LONDON, April 2, 2026 — The UK Office of Financial Sanctions Implementation said assets reported frozen under UK financial sanctions rose to more than £37 billion in 2024-25, up from £24.4 billion a year earlier, underscoring the growing scale of enforcement and the continuing centrality of Russia sanctions to Britain’s economic pressure campaign.
In its annual review, OFSI framed the year around three themes: stronger compliance support, expanded operational capability and a more intelligence-led enforcement model. The agency said £22.5 billion of frozen assets were tied to the Russia regime in the 2024 review, while in-year reporting showed £28.7 billion in Russia-linked assets had been reported frozen since February 2022.
The report suggests OFSI is trying to balance a tougher posture with greater practical support for industry. It said it carried out more than 30 outreach events, published 145 FAQs, issued 19 general licences and made 904 specific licensing decisions. A combined sanctions e-alert service run with the Foreign Office and the Office of Trade Sanctions Implementation had more than 56,000 subscribers by April 2025.
On enforcement, OFSI said it had 240 active cases as of April 2025 and took 57 enforcement actions in 2024-25, including two monetary penalties: £15,000 against Integral Concierge Services Limited and £465,000 against Herbert Smith Freehills CIS LLP Moscow. The agency said a growing share of cases now comes from non-self-reported sources, a sign it is relying more heavily on intelligence development and proactive case generation.

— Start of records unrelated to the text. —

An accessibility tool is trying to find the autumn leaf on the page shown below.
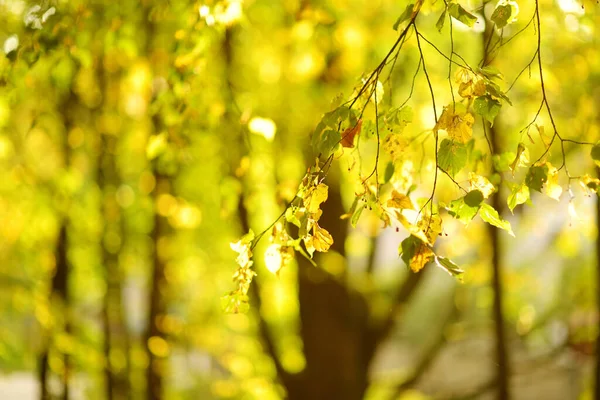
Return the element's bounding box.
[399,235,435,272]
[265,243,294,274]
[506,183,530,213]
[544,163,562,201]
[434,107,475,143]
[469,172,496,199]
[383,133,408,161]
[417,214,442,246]
[386,190,415,210]
[303,183,328,214]
[579,174,600,193]
[509,143,529,176]
[304,222,333,256]
[454,68,486,98]
[341,119,362,148]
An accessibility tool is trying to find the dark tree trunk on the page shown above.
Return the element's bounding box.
[98,130,130,400]
[481,24,510,400]
[146,172,170,400]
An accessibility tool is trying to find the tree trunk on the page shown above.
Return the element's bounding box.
[481,24,510,400]
[146,172,170,400]
[594,168,600,400]
[98,133,130,400]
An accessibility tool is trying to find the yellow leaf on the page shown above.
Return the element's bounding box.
[383,133,408,161]
[544,163,562,201]
[409,243,435,272]
[304,222,333,256]
[304,183,328,213]
[386,190,415,210]
[394,211,429,243]
[454,68,486,98]
[417,214,442,246]
[434,107,475,143]
[469,172,496,199]
[509,143,529,176]
[579,174,600,194]
[265,243,294,274]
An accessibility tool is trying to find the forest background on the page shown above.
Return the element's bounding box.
[0,0,600,400]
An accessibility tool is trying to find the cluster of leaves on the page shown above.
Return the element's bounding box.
[224,0,600,312]
[222,156,333,313]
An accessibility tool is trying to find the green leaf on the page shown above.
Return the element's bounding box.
[473,95,502,125]
[525,164,548,193]
[383,161,395,183]
[380,106,413,134]
[438,139,469,176]
[446,190,483,225]
[492,151,515,172]
[591,142,600,167]
[448,3,477,28]
[506,184,530,212]
[394,3,415,31]
[400,235,423,265]
[435,256,465,277]
[435,10,447,32]
[485,81,512,106]
[479,203,515,236]
[479,65,503,79]
[350,202,366,228]
[492,4,512,29]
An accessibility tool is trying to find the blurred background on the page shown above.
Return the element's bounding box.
[0,0,600,400]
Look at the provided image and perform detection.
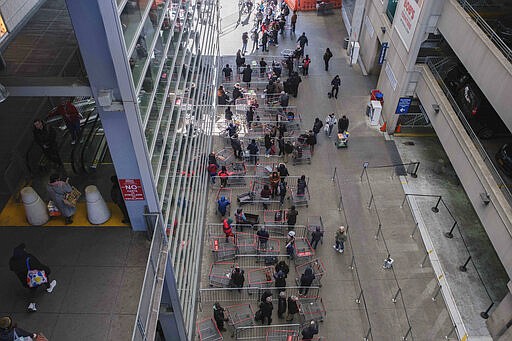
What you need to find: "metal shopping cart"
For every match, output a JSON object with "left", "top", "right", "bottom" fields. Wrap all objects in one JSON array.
[
  {"left": 196, "top": 318, "right": 224, "bottom": 341},
  {"left": 208, "top": 262, "right": 235, "bottom": 288},
  {"left": 295, "top": 259, "right": 325, "bottom": 287},
  {"left": 210, "top": 236, "right": 236, "bottom": 262},
  {"left": 295, "top": 238, "right": 315, "bottom": 264},
  {"left": 297, "top": 296, "right": 326, "bottom": 324}
]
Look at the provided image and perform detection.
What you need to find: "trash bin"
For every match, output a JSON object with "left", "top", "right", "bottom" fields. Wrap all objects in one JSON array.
[{"left": 343, "top": 37, "right": 350, "bottom": 50}]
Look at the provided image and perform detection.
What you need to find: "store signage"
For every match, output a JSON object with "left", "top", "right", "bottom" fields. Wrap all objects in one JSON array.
[
  {"left": 395, "top": 0, "right": 423, "bottom": 51},
  {"left": 379, "top": 42, "right": 389, "bottom": 65},
  {"left": 119, "top": 179, "right": 144, "bottom": 201},
  {"left": 395, "top": 97, "right": 412, "bottom": 115}
]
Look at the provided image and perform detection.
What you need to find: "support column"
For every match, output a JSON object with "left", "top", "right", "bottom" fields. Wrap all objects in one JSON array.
[{"left": 66, "top": 0, "right": 160, "bottom": 231}]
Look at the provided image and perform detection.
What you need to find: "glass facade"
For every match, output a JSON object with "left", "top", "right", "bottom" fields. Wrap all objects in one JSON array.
[{"left": 117, "top": 0, "right": 218, "bottom": 340}]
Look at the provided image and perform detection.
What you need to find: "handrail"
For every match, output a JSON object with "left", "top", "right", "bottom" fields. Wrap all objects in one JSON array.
[
  {"left": 426, "top": 57, "right": 512, "bottom": 205},
  {"left": 457, "top": 0, "right": 512, "bottom": 63}
]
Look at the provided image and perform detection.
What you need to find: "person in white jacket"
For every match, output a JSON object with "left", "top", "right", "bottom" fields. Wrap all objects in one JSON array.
[{"left": 325, "top": 113, "right": 338, "bottom": 137}]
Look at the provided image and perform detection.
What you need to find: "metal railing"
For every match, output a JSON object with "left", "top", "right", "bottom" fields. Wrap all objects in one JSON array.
[
  {"left": 132, "top": 213, "right": 167, "bottom": 341},
  {"left": 426, "top": 57, "right": 512, "bottom": 205},
  {"left": 457, "top": 0, "right": 512, "bottom": 63}
]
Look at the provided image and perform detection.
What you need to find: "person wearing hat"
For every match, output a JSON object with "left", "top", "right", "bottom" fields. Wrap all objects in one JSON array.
[
  {"left": 332, "top": 226, "right": 347, "bottom": 253},
  {"left": 213, "top": 302, "right": 228, "bottom": 332},
  {"left": 0, "top": 316, "right": 37, "bottom": 341},
  {"left": 222, "top": 218, "right": 235, "bottom": 243},
  {"left": 302, "top": 320, "right": 318, "bottom": 340},
  {"left": 9, "top": 243, "right": 57, "bottom": 312}
]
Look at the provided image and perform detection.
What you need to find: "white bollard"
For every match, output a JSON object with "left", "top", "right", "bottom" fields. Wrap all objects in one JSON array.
[
  {"left": 21, "top": 187, "right": 50, "bottom": 226},
  {"left": 85, "top": 185, "right": 111, "bottom": 225}
]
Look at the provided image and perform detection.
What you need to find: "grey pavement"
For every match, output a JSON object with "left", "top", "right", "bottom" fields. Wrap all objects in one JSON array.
[
  {"left": 0, "top": 227, "right": 149, "bottom": 341},
  {"left": 198, "top": 2, "right": 453, "bottom": 340}
]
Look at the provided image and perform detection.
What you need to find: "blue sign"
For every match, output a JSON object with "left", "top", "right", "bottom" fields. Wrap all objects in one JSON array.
[
  {"left": 379, "top": 42, "right": 389, "bottom": 65},
  {"left": 395, "top": 97, "right": 412, "bottom": 115}
]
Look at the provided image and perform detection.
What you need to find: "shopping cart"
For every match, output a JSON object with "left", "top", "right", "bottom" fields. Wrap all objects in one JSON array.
[
  {"left": 225, "top": 303, "right": 254, "bottom": 331},
  {"left": 210, "top": 236, "right": 236, "bottom": 262},
  {"left": 247, "top": 266, "right": 274, "bottom": 289},
  {"left": 208, "top": 262, "right": 235, "bottom": 288},
  {"left": 295, "top": 238, "right": 315, "bottom": 264},
  {"left": 297, "top": 296, "right": 326, "bottom": 324},
  {"left": 295, "top": 259, "right": 325, "bottom": 287},
  {"left": 235, "top": 233, "right": 257, "bottom": 255},
  {"left": 196, "top": 318, "right": 224, "bottom": 341},
  {"left": 265, "top": 330, "right": 299, "bottom": 341}
]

The broader context is that OFSI is moving beyond a reactive licensing-and-guidance function toward a more mature sanctions authority with deeper international coordination, sharper disruption tools and wider sector reach. The review highlights new reporting obligations for letting agents, insolvency practitioners, high-value dealers and art market participants, alongside closer cooperation with the U.S. Treasury and European counterparts.
Looking ahead, the direction is more data-driven enforcement, more scrutiny of circumvention risk and more pressure on firms to show they can operationalize sanctions controls, not just describe them. As OFSI approaches its 10th anniversary in 2026, the agency said it will refresh its strategy to keep the UK sanctions regime “world-leading” and fit for future challenges.